CANBERRA (Reuters) – Australia said on Monday it was reconsidering a deal to sell nuclear fuel to Moscow after Russia’s military incursion into Georgia.
Australia’s previous conservative government agreed in September last year to expand a small-scale 1990 deal to sell uranium to Russia on condition it was not sold on to Iran.
“When considering ratification, the government will take into account not just the merits of the agreement, but recent and ongoing events in Georgia,” Foreign Minister Stephen Smith told parliament.
Former prime minister John Howard, signing the new treaty with then President Vladimir Putin at a meeting of Asia-Pacific leaders in Sydney, had said “stringent” controls would ensure uranium was not used in nuclear weapons.
But lawmakers considering whether the treaty should enter into force said on Monday that now Prime Minister Putin was unlikely to abide by the terms of a treaty and safeguards for the use of Australian uranium in Russia’s civilian nuclear industry.
“I don’t know if you’ve looked on the TV into Vladimir Putin’s eyes. He is one tough son of a gun and I don’t think that he cares about what we think,” committee chairman Kelvin Thomson from the centre-left Labor government told parliament.
“Recently he’s taken South Ossetia and another province off Georgia, and there’s no real comeback over that,” Thomson said.
Smith called in Russian ambassador Alexander Blokhin last week to express concern over events in Georgia and instructed officials on Monday to hand a letter to Russia’s embassy warning the uranium deal was being re-considered.
Russia, China and India are all anxious to buy Australian uranium to develop civilian nuclear energy. Australia has 40 percent of the world’s recoverable uranium.

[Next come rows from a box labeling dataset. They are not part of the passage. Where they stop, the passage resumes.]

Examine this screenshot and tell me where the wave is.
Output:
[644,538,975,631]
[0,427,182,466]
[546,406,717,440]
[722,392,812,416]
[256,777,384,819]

The Labor government is refusing to sell nuclear fuel to India because it has not signed the Nuclear Non-Proliferation treaty. Australia is one of 35 International Atomic Energy Agency board members and already sells uranium to 36 nations.
Environmentalists, including the Australian Conservation Foundation, say the Moscow deal is no longer appropriate after Russia’s military thrust into Georgia.
John Carlson, the chief of nuclear watchdog the Australian Safeguards and Non-proliferation Office, told the committee Moscow was unlikely to breach the treaty because despite its own domestic reserves, it needed Australian uranium to meet future demand for electricity.
“If Russia abrogates a safeguards agreement, clearly the state concerned, Australia, plus all others with similar agreements, would terminate supply,” Carlson said.